By Julie DeLong, A-1 Freeman Moving Group
You've planned your move carefully. Everything's packed up, the professional movers
will be here soon, and the weather has been clear and sunny for weeks. But on the day of your move, you wake up to the gentle pitter-patter of rain soaking into your lawn and shining on the pavement. Rain is the very last thing you need when you're preparing for a big moving day. Who wants soaked stuff, slick walkways, and extra mud to deal with? But don't panic! As a moving company
who has been around for over 40 years, we've seen a lot of moving days, rain or shine, and we promise you can make it through with minimal dampness and mud in the process.
Here's how to handle a rainy moving day like a pro...
When You See the Rain:
Set Aside Cleaning Supplies & Towels
The first thing you'll want to do is make sure your cleaning supplies and towels don't go into the truck too soon. Even though your professional movers will put down floor protection, you'll likely want to mop when the move is over and possibly during the day if there's enough mud or tracked-in puddles to deal with. So, have your mop and bucket ready to go and ready to throw last into the truck.
Towels are equally useful for other reasons. Towels can dry off lightly damp items when they get into the truck, wrap items to weather brief rain exposure, and mop up floor puddles should they occur. So, keep a few towels handy and don't be shy about quick-wash or quick-drying them during the day. Consider putting down towels preemptively over high-traffic walkways.

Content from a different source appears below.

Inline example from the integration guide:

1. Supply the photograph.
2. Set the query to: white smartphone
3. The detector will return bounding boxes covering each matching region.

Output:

Back the Truck Right Up to Your Door
Next, do everything you can to limit the amount of time your stuff is being carried under the open rainy sky. Covered porches are great for extending your rain-protected walk if you have one. Either way, you'll want to back the truck up as close to your door as possible, considering the ramp length if necessary. This will minimize the number of raindrops that can fall on your items and moving team during the day.
Everyone Put on Non-Slip Shoes
Finally, ask all of your family and move-assisting friends to put on real shoes. Sneakers with rubber soles are best, and slippery sandals are the worst. Really, no one should be wearing sandals while moving anyway but also watch out for slippery urban sneaks like converse that can become dangerously slick in the rain. You may also want to hand out big plastic ponchos for the outside crew.
To Protect Your Stuff:
Covered Porches and Make-Shift Tarp Roofs
Try to create as much cover for your outside walking path as is possible. Use covered porches when you can and investigate the area for possible clever use of tarps. You might be able to string a tarp from the top of the truck to the edge of your porch, but then again maybe not. Don't go overboard but try to minimize the rain-exposed space between your door and the truck.
Wrap Furniture & Boxes for Rain Exposure
Next, think about how you'll transfer furniture and boxes from the door to the truck without getting them soaked. Tarps are great for this, as well, but you can also get creative and use items you already have. Large trash bags, for example, can wrap boxes or be laid over furniture as you go but have a greater risk of catching air and flying away than a heavy tarp.
Even blankets and towels can protect your items from a few feet of light drizzle if you move quickly.
Plastic Crates to and From the Truck
Consider picking up a few large plastic crates from a nearby home improvement store. These are very effective for transporting smaller items or boxes and can be used again and again. Use a closed plastic crate like a rain shield, putting items inside, then emptying the crate in the truck and returning for another protected load. This method may take a little longer but will keep your items dry.
Towel Everything Off in the Truck
And when items do make it to the truck, have someone inside with a stack of towels waiting to dry them off. A quick towel-off can make a big difference for lightly damp and even plastic-protected items and can also reduce the moisture inside the truck during the move.
Keep towels inside the house as well to towel off tarps, boxes, and plastic wrap that has done their job but got wet in the process.
To Protect Your Floors:
Floor Mats for Foot Wiping
If there's mud on the transport path, put down heavy-duty floor mats / welcome mats at any entrance being used. Encourage foot wiping for everyone and be prepared to bang out the mats to use anew halfway through the move. Put down towels to prevent puddles.
Bucket Brigade Across the Doorway
One excellent way to keep your floors clean during a rainy or muddy move is to work in a bucket-brigade fashion. Have one group of people indoors with clean shoes picking up boxes and furniture to take them to the front door, and another group with muddy shoes who take items from there to the truck. Use your tiled entryway or covered porch as the hand-off zone.
Towel-Up Puddles & Mud Slicks Quickly
Finally, keep those towels and mop-bucket handy to quickly clean up any messes that make it indoors. Mud can be put right back outside or mopped up and sluiced down the drain and puddles can be soaked up with towels. If your towels get too wet in the process, throw them in the dryer (if it's not already loaded on the moving van) or find places to hang them in rotation.
If all of this planning seems a little overwhelming, remember, when hiring professional movers, they will take the stress out of a rainy moving day by figuring out the logistics of everything for you in order to minimize the exposure to your items.